I have a t-mobile iphone 6 IOS 8.3. I want to use a second iphone I own for internet & apps while not using the same phone I use for uber. Don't want to get another monthly plan with internet and do not want a phone from Uber as I am only driving 2-3 days a week.

T-mobile wants about $80 a month to unlock my tethering, now I know if I jailbreak my phone I can get an app from cydia but really didn't want to jailbreak my phone.

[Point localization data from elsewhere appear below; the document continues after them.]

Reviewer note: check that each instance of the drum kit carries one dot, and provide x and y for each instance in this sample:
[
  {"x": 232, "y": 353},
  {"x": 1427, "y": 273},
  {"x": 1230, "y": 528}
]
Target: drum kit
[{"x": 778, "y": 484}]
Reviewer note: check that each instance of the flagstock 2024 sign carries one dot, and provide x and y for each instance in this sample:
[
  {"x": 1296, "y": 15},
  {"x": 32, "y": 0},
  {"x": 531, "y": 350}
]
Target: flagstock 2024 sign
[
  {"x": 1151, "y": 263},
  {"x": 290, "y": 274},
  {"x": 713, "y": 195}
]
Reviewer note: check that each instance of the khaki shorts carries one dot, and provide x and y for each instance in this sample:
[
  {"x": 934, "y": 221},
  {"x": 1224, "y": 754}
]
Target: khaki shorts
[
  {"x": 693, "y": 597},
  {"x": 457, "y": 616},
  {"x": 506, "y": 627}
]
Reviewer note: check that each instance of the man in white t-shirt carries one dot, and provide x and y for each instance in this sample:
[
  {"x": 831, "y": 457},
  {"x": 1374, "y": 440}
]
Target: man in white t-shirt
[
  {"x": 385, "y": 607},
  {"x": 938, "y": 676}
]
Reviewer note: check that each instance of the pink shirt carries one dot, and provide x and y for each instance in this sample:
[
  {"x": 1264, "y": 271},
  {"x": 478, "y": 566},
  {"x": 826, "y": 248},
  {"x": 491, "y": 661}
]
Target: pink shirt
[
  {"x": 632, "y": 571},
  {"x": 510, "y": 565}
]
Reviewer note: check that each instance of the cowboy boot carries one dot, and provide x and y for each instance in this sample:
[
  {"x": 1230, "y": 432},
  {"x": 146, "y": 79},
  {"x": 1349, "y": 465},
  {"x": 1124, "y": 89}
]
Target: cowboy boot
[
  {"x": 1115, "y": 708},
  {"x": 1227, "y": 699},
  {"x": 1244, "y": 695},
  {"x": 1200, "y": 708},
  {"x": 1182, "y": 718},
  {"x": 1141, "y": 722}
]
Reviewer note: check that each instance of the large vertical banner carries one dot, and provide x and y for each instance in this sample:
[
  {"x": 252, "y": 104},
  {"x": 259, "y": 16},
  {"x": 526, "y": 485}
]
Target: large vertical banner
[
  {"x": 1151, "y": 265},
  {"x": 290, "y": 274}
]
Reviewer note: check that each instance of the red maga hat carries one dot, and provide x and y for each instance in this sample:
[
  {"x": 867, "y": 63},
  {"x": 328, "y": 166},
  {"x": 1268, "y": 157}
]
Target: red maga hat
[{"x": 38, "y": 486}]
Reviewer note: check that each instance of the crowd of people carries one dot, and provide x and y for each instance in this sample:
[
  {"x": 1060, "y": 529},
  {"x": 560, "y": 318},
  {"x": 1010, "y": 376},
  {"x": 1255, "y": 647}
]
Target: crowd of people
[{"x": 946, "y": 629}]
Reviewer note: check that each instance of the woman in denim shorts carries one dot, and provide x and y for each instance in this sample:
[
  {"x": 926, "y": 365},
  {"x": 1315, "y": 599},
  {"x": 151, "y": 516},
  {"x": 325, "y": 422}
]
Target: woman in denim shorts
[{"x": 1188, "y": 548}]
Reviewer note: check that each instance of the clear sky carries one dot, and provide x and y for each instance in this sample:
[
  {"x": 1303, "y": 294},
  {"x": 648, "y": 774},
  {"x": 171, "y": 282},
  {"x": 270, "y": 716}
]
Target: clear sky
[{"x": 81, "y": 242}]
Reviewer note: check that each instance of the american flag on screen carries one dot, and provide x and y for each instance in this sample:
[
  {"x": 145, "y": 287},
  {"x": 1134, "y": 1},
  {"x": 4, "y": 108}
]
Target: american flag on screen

Anyone have any workarounds for this?

Thanks in advance...

And for some of the smart asses on here, yes I have searched the internet. No real working finds, thought maybe someone in the community here may have a fix for me.


----------



## SCdave (Jun 27, 2014)

Most Mobile Providers call this a Hotspot. It is either free up to your Data Plan or possibly needs to be turned on as an additional service. Or sometimes even though you have an "Unlimited Plan", your Mobile Provider may limit the Wi-Fi Hotspot Data.

You Create / Enable the Hotspot on your Smartphone. Assign a Password. Then connect through Wi-Fi just like signing in a Starbucks or your home Wi-Fi. Other methods but this is easy, or is for me. Usually you can connect multiple devices using your iphone Hotspot.

Again, should be free with T-Mobile (I'd think) as a Hotspot. I don't have T-Mobile so just winging i. Here are some links I found, hopefully they are helpful or someone else can offer better info?

T-Mobile Hotspot Info http://offers.t-mobile.com/tethering/admin/faq.jsp

Enable iphone 6 Hotspot: http://www.naldotech.com/how-to-enable-wifi-hotspot-on-iphone-6-6-plus-ios-8/

Enable iphone 6 Hotspot on T-Mobile: https://support.t-mobile.com/docs/DOC-15778


----------